The genetic variability of T. cruzi is one of the main determinants of the clinical heterogeneity observed, influencing virulence, tissue tropism, inflammatory responses, and therapeutic efficacy. The different discrete typing units (DTUs) exhibit distinct patterns of replication, immune evasion, and susceptibility to benznidazole (BNZ) [7,8]. Currently, etiological therapy relies mainly on BNZ, which is the most widely used and first-line drug in most endemic regions. In addition, nifurtimox (NFX) is also approved and employed in several countries, particularly in cases of BNZ intolerance or therapeutic failure, despite its higher toxicity and lower tolerability [1,3]. Although treatment is effective during the acute phase, its impact in the chronic phase remains limited, with inconsistent rates of parasitological cure and a lack of reliable markers for therapeutic evaluation [4].
Recent evidence shows that host–parasite interactions profoundly modulate pathways associated with the complement system, immunoglobulins, cytokines, oxidative stress, energy metabolism, and structural remodeling—processes closely linked to the development of Chagas cardiomyopathy [1,9,10]. Proteomic analysis has emerged as a powerful tool for unraveling molecular pathways associated with disease severity, inflammatory intensity, and treatment outcomes. However, most studies have focused on patients, isolated tissues, or the parasite secretome, and there is a shortage of integrative approaches that simultaneously evaluate: (i) distinct strains with contrasting profiles; (ii) acute and chronic phases; and (iii) the direct effect of the drug.
Thus, a critical gap remains in the literature: the absence of serum proteomic studies capable of characterizing how T. cruzi genetic variability and pharmacological therapy remodel the seroproteome throughout infection. Such approaches are essential for identifying robust biomarkers of inflammation, tissue injury, and therapeutic response, as well as for improving the understanding of BNZ resistance mechanisms.
In this context, the present study applies quantitative label-free proteomics to comprehensively characterize the serum proteome of mice infected with two T. cruzi strains exhibiting contrasting sensitivity to benznidazole (Be-78, sensitive; VL-10, resistant). Animals were evaluated during both acute and chronic phases, in the presence or absence of treatment. The primary aim was to identify strain- and stage-specific proteomic signatures associated with inflammation, tissue injury, and therapeutic response, as well as to propose candidate serum biomarkers for disease monitoring.
2. Materials and Methods
2.1. Animals, T. cruzi Strains, and Experimental Infection
All procedures involving animals were conducted in accordance with the guidelines of the National Council for the Control of Animal Experimentation (CONCEA) and international standards of animal welfare. The study was approved by the Animal Ethics Committee of the Federal University of Ouro Preto (CEUA/UFOP), protocol 4055030718.

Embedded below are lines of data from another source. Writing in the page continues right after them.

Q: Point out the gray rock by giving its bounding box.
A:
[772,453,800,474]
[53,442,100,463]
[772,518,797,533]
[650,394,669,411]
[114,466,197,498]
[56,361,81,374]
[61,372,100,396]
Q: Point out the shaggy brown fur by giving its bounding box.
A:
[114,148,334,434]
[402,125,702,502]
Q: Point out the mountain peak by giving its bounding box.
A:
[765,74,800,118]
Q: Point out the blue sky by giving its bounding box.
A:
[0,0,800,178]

A total of 100 female Swiss mice, 3–4 weeks old (≈22 g), were used (Figure 1). Animals were maintained under controlled conditions (23 ± 2 °C, 12 h light/dark cycle, forced ventilation) with food and water provided ad libitum. They were evenly distributed between the acute (n = 50) and chronic (n = 50) phases of infection. For each infection phase and for each T. cruzi strain, animals were allocated into three experimental groups: uninfected control (CN; n = 10), infected and untreated (NT20; n = 10), and infected and treated with BNZ for 20 days (T20; n = 10). This experimental design was applied independently for the Be-78 (BNZ-sensitive) and VL-10 (BNZ-resistant) strains.

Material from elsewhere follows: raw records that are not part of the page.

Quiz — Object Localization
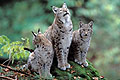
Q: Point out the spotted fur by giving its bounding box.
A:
[23,29,54,78]
[70,21,93,67]
[44,3,73,70]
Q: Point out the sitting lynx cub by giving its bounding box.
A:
[44,3,73,70]
[70,21,93,67]
[25,31,54,78]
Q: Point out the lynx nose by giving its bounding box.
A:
[85,34,87,36]
[85,32,88,36]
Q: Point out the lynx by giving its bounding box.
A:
[70,21,93,67]
[25,31,54,77]
[44,3,73,70]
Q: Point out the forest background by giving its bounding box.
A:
[0,0,120,80]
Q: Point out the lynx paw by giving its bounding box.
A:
[75,59,82,65]
[58,64,66,71]
[65,63,70,68]
[83,61,88,67]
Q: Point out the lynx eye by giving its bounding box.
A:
[83,29,85,31]
[37,45,39,48]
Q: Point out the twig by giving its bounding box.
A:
[0,76,15,80]
[7,58,12,66]
[3,59,10,64]
[0,64,33,76]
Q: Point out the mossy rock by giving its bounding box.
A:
[51,61,106,80]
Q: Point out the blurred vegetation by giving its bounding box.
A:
[0,0,120,80]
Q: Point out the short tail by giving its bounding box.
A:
[24,48,34,53]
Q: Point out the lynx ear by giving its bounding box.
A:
[79,21,84,28]
[32,31,37,37]
[52,6,58,14]
[88,21,93,28]
[62,2,67,8]
[38,29,41,33]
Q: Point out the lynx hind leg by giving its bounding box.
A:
[57,52,66,70]
[64,48,70,68]
[74,51,82,65]
[82,52,88,67]
[54,42,66,70]
[46,60,52,79]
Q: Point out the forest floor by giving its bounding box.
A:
[0,61,106,80]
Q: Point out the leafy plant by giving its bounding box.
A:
[0,35,29,63]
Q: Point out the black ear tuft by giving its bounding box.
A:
[79,21,84,28]
[32,31,36,37]
[52,6,58,14]
[38,29,40,33]
[88,21,93,28]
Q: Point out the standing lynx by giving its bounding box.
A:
[45,3,73,70]
[25,31,54,78]
[70,21,93,67]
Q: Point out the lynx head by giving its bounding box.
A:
[32,29,42,47]
[79,21,93,38]
[32,29,50,48]
[52,3,70,23]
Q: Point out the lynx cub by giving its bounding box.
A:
[70,21,93,67]
[44,3,73,70]
[25,31,54,78]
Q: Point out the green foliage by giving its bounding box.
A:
[0,35,29,63]
[0,0,120,80]
[52,61,106,80]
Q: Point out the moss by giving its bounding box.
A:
[51,61,106,80]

Mice were infected with blood-derived trypomastigote forms obtained from mice previously infected with the Be-78 (BNZ-sensitive) and VL-10 (BNZ-resistant) T. cruzi strains. Both strains belong to the TcII discrete typing unit (DTU) and have been extensively characterized regarding their biological behavior and differential susceptibility to BNZ in experimental murine models. The Be-78 strain is considered susceptible, whereas the VL-10 strain exhibits a resistant phenotype, as previously described [8,11].
The strains were maintained by serial passages in mice to ensure phenotypic stability. Inoculation was performed by intraperitoneal injection of 5 × 10^3^ parasites diluted in 1× PBS. Infection was confirmed on day 7 post-inoculation by optical microscopy using the fresh-smear technique [8,12].

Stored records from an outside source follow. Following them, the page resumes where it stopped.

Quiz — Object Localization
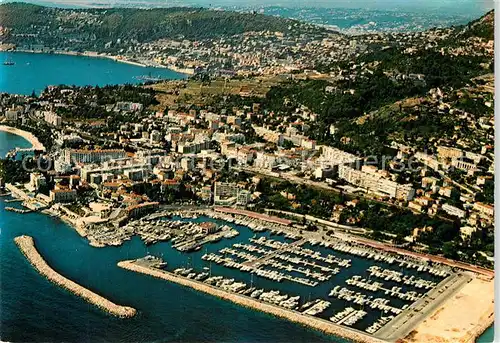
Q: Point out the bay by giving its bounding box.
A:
[0,131,32,158]
[0,51,186,95]
[0,133,347,342]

2.2. Pharmacological Treatment
BNZ (Pharmaceutical Laboratory of Pernambuco (Lafepe, Brazil)) was prepared in a 0.5% methylcellulose suspension (Sigma-Aldrich (St. Louis, MO, USA)). After infection was confirmed, animals in the T20 group received BNZ via oral gavage at 100 mg/kg/day for 20 consecutive days. Acute phase: treatment initiated on day 7 post-infection. Chronic phase: treatment initiated on day 180 post-infection [8,11].
2.3. Euthanasia and Sample Collection
At the end of the experimental periods, animals were anesthetized with ketamine (100 mg/kg) and xylazine (9 mg/kg) and euthanized following CONCEA-approved procedures. Blood was collected by cardiac puncture, centrifuged at 12,000 rpm for 12 min, and the separated serum was stored at −80 °C until further analysis [8].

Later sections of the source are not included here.